For the past few months at Fabric, we've seen several entrepreneurs pitching Internet/Software concepts in the idea stage. They have brought investment decks, paper drawings, wire frames, and product descriptions. (Thankfully no business plans). They are all pre-Seed and they are all meeting with investors. Some of them have started building their product, but 50% have not.
The few that have not started building their product give different reasons for this. Common excuses are:
While these reasons seem to make sense, they raise a few flags with our team. Here's what we worry about:
You don't need to raise money to start to build your product
If you are committed, then you should put all your cash into product development now. That includes your credit cards and whatever you can borrow from anyone. We've seen Wordpress “products” built for $2k to test a hypothesis. The first version of Groupon was a Wordpress site. Why? Many investors won't even see you unless you have something live. That's a fact. (More reasons below).
Product development is different - and much harder - than sketching
We've had many people come to us with hand drawn wire-frames with very little detail. We're happy to see these things - it's better then nothing - but it's not enough. When you work on the details of your product through flows and mock-ups, you are forced to make decisions that you don't have to make when you are in sketch mode. For instance, you have to settle on database structure and priorities. You have to make left or right decisions in areas of your product that will impact other decisions down the road. You have to be super clear on your product description and you have to communicate the nuance of your thinking. You can avoid all that when you are in sketch mode. It's different. Very different. Who's telling you this? Dennis the Foursquare founder.
Learning fast is important
Many of your assumptions are wrong. (Einstein was wrong most of the time!) The trouble is, you won't find out until you put some part of your product in front of users and test. The longer you wait, the longer you stay in never land. It's nice in never land, but you'll have to get testing sooner or later. It should always be sooner because when you learn which of your assumptions are wrong you can correct - which of course is critical to progress. This is basic science and it's shocking to see so many people get this wrong.
Strong social products RULE the world and social products are different
To win today, you need to learn how to build social products. Building social products - or community products - is really different than building, for instance, a direct marketing product. You'll need to think about how to build context into your interface and, in many cases, where your growth model is dependent on viral coefficient you have to build loops - essentially social loops - into the core fabric of your product. The challenge? It takes time to learn how to build a solid product - a social product - for your users.

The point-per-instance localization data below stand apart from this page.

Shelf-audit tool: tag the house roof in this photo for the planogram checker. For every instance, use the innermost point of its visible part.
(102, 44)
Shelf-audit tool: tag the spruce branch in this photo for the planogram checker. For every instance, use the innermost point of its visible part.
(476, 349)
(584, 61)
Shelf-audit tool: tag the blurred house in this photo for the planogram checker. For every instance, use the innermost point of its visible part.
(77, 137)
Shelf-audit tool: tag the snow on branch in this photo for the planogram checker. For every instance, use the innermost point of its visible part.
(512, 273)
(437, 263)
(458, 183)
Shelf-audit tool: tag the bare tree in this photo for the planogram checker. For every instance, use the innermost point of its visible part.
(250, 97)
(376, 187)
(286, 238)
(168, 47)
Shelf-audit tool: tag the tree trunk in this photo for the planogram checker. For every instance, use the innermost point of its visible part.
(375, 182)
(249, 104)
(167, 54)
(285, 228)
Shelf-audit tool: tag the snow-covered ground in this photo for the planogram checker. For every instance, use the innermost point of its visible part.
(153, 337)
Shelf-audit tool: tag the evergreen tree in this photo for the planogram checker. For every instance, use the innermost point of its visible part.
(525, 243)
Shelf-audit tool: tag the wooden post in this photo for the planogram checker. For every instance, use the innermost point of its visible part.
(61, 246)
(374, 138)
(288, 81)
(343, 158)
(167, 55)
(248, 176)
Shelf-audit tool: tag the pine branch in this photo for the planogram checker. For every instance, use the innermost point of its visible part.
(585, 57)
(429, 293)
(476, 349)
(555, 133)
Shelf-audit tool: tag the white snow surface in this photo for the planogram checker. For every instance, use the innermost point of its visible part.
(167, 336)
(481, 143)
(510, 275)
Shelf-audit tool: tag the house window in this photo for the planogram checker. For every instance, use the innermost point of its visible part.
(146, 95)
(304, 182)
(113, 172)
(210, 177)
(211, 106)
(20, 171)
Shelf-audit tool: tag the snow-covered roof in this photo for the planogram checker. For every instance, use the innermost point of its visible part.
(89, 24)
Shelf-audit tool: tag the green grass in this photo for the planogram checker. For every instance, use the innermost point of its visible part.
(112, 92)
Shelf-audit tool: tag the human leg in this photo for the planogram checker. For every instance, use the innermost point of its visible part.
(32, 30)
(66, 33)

You'll need to start as early as possible on this journey since there are many lessons to learn.
But what if my product requires infrastructure and complex architecture to work? What if it's a transaction product with a deep back-end?

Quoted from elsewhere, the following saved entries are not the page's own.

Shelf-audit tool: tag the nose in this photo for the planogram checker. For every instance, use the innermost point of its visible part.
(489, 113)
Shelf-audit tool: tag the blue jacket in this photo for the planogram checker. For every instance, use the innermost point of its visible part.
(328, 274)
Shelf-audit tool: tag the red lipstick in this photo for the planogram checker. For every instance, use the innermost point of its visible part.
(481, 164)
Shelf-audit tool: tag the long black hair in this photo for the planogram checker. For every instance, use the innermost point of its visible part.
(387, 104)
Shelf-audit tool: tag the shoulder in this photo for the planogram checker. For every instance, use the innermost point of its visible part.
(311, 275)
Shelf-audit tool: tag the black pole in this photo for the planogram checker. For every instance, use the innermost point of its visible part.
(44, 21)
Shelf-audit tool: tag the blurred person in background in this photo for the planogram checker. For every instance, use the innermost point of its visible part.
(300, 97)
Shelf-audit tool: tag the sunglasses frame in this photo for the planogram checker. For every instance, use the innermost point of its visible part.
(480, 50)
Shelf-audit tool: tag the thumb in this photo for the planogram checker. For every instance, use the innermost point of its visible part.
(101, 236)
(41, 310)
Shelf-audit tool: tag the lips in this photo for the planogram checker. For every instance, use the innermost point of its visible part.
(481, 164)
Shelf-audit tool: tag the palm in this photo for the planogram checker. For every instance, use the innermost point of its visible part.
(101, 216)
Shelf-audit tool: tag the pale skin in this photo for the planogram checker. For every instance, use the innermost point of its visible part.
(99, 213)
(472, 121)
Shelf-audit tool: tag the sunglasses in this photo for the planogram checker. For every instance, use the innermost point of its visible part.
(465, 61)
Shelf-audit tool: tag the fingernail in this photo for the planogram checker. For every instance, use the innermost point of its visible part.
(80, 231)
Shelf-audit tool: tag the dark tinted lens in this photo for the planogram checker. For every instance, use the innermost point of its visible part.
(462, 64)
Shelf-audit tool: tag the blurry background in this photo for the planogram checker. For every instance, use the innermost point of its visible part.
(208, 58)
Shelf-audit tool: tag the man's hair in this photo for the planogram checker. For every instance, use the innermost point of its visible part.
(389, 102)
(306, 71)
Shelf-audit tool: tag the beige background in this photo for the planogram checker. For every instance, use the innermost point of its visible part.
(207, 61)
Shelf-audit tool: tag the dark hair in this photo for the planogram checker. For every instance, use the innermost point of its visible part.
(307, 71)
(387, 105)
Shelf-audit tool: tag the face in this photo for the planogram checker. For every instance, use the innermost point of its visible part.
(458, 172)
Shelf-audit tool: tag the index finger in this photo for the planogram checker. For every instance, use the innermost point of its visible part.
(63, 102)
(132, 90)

It doesn't matter. Some of the coolest products was started without a backend. You don't need any of that stuff to prove some level of product/customer fit. Besides, never put a large part of your budget into tech until you are certain that you NEED that tech. You should test, test, test, before you invest in tech. If you worry about scale, just limit growth by capping your Alpha to x users. Also, you don't need real transactions to show investors that users would likely go through with a transaction. Be creative.
Most of the entrepreneurs we work with go after consumer Internet. They all need to raise more money to get past their next milestones and most investors care about traction. It's simply impossible to show traction without a product. To get traction, real traction, you have to figure out what makes your early adopters tick. You have to understand your different user segments and you have to identify your key users - the ones that drive viral growth. To do this, you have to build, test, learn, and iterate. You have to build a culture for rapid development and you have to train your product, design, marketing, and development team members to work on the most important aspects of your product. This all takes time.
So, get started on your product now. You'll need all the time you have.
It's really fantastic to see that people are pouring energy into the LA startup scene. Several new incubators have popped up and some, such as LaunchPad LA, are offering serious cash for young startup entrepreneurs. Thanks to people like Mark Suster, who has become a top five VC blogger over the past few years, the energy in LA is real and it seems as if the city might just explode with tech startups.
Working with entrepreneurs in the early stages (pre-seed) is very exciting. We're super lucky to have the chance to work on some interesting products with some amazing people. Watch this space for the next few months. I think you'll see a few strong companies unveiled. Thanks!